I've got some experience with ASP.NET MVC, but only with a web application where the content of the master page doesn't change. I've been wondering how you would handle a site where for example the menu (which is on the master page) is loaded from a database. Where would you load this data?

In WebForms, you would load the menu in the code-behind of the master page, or have the menu as a user control and do the loading in the code-behind of that. But where is this done in MVC?

Do you create a class that inherits from Controller that you use for all your Controllers and let that load the menu on every Action invocation (I don't know if that's possible, but it seems likely)?

Or do you create a utility method that you call in every Action where you want it (because some Actions may only return a partial view that won't reload the menu), which - while not disastrous - seems a little tiresome.

Or would you sin against MVC and just load it in the master page's code-behind?

What's the best approach to this (of course not limited to my solutions)?

+1  A: 

ActionFilters are used to intercept a request and do some processing. You could use them.

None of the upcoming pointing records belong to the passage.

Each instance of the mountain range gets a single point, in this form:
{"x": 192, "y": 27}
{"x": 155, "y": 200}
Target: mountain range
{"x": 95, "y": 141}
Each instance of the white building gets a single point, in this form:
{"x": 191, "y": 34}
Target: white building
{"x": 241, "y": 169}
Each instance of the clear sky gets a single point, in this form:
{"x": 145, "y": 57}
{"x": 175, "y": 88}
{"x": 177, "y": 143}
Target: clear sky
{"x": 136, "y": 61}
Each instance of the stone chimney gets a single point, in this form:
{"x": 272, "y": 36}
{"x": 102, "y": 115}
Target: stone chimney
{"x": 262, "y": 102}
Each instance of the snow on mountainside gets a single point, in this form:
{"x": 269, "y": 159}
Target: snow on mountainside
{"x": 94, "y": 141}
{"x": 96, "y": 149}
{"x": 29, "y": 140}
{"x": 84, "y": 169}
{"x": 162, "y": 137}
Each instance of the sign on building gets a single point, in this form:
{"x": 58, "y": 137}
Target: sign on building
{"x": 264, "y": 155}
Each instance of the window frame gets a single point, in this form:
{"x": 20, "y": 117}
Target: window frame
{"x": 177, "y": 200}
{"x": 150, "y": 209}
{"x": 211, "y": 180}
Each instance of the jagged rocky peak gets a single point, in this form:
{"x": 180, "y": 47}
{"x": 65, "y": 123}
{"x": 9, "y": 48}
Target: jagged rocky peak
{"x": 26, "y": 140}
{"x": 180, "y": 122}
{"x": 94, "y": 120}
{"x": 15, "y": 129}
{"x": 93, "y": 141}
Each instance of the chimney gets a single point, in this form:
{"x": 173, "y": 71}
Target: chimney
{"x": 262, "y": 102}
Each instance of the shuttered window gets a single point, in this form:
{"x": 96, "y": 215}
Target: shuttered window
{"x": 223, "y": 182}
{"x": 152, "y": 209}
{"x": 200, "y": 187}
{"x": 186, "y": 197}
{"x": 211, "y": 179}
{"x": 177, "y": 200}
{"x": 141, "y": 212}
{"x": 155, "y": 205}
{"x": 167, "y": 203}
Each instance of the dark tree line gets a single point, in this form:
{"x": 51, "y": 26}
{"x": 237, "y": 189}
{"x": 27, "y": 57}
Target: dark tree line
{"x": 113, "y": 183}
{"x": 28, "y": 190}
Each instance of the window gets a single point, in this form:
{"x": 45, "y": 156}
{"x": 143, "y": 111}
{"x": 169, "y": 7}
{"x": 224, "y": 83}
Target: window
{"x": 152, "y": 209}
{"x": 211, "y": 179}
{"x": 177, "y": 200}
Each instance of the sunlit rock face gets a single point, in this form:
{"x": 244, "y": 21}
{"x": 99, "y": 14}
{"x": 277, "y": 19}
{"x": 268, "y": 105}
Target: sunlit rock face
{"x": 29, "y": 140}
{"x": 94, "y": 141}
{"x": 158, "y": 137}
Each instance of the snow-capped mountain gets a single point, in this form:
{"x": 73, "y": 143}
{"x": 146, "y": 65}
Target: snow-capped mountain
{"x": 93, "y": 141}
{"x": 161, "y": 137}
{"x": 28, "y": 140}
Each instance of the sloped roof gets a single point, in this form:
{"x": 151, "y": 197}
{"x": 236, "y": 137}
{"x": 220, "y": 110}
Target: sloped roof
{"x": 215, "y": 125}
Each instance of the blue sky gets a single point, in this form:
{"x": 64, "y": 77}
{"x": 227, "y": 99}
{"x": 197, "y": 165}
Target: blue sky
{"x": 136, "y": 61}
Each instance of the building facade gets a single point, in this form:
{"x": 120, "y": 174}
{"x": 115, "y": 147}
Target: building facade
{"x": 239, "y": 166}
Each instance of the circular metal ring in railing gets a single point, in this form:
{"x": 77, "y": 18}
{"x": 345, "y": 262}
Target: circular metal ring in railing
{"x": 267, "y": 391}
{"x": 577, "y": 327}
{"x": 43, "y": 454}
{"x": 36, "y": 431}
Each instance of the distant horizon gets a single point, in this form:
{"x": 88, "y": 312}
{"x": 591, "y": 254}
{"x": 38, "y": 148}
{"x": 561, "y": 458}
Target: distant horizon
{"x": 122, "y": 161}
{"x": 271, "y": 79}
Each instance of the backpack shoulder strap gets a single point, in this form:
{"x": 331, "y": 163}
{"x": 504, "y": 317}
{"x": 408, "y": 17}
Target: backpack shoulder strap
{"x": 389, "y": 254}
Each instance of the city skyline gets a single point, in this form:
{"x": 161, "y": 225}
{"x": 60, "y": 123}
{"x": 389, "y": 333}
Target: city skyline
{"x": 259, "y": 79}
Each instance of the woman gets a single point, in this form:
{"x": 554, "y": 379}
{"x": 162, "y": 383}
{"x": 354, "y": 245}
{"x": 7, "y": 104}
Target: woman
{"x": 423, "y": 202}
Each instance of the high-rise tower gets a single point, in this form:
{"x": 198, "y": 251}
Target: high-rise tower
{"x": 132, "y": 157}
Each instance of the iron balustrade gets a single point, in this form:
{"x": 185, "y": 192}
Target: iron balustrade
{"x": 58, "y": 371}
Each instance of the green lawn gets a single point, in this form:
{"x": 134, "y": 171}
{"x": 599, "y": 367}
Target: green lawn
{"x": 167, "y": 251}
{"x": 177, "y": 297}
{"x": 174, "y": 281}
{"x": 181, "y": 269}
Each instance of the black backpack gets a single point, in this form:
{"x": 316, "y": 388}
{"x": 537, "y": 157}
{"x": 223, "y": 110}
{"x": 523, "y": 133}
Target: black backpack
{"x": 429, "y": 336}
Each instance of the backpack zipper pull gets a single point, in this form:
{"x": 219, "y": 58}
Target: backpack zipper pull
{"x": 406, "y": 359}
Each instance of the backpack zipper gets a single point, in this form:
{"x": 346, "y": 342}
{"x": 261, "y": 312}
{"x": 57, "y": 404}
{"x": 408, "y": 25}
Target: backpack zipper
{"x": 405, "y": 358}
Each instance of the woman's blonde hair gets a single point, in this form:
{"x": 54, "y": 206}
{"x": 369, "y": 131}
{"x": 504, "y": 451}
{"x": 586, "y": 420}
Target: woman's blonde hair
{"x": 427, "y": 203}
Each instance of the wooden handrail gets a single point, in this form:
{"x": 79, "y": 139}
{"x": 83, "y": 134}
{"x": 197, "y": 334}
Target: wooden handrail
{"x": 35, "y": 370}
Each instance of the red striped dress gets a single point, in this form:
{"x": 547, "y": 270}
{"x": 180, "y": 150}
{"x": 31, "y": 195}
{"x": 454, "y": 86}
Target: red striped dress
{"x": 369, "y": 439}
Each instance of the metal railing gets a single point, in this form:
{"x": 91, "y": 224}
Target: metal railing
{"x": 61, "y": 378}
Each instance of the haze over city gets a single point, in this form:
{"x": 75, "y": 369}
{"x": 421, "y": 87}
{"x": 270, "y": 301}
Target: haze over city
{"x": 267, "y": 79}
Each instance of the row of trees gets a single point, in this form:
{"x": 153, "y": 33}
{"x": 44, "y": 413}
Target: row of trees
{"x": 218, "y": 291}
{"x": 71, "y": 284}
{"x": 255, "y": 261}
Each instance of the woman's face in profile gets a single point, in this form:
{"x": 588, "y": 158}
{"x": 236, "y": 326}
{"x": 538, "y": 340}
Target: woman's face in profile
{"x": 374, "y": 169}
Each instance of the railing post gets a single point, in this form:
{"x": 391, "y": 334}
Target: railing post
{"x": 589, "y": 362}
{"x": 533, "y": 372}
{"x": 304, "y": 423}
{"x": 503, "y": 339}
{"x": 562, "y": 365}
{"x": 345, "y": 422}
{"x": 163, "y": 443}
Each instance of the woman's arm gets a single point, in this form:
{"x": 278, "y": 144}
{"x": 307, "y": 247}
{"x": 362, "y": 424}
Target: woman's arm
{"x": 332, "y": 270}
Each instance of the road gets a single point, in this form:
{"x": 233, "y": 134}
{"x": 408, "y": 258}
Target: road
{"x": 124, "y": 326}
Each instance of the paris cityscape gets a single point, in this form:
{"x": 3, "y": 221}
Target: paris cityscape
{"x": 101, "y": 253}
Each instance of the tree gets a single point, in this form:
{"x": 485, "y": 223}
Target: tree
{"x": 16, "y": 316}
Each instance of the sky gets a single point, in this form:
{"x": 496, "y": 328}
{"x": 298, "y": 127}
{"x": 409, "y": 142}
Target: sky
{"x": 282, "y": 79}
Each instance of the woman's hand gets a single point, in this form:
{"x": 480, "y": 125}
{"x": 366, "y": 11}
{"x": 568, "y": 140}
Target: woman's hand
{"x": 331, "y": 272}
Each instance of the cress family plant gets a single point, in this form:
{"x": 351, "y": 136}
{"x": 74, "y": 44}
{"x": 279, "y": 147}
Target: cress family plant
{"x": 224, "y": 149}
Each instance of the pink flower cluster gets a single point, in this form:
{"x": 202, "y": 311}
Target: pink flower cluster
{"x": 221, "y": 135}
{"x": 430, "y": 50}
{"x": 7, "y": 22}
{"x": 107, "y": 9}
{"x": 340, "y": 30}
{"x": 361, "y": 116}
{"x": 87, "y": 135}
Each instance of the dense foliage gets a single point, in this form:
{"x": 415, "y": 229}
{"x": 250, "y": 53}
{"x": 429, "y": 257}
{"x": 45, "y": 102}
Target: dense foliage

Is it a sin against the MVC pattern?

You are breaking the MVC pattern to some extent. But the higher level point is: does it provide much more value if you force yourself not to break it? I don't think that puts you in much trouble, so keep simplicity and maintainability in mind and choose the way you'd do it in your specific situation.

Mehrdad Afshari
A: 

I would create a model type that the master page gets its data from. Then derive the page's model type from the MasterModel.

The controller populates an instance of the PageModel, and the master page picks it up.

(Alternatively the master page's model could be an interface implemented by the pages' models.)

NB. In MVC CTPs doing this required some intermediate classes to override type matching to get to base class data. I don't know if this has been fixed in RTM.

Richard
+1  A: 

this article may help

http://blog.codeville.net/2008/10/14/partial-requests-in-aspnet-mvc/

jayrdub
A: 

The ASP.NET MVC Futures assembly (more info here) contains an extension method that lets you do this in your master page:

<% Html.RenderAction<NavigationController>(c => c.Show()); %>

You need to reference the assembly and add the "Microsoft.Web.Mvc" namespace in your web.config file for this to work.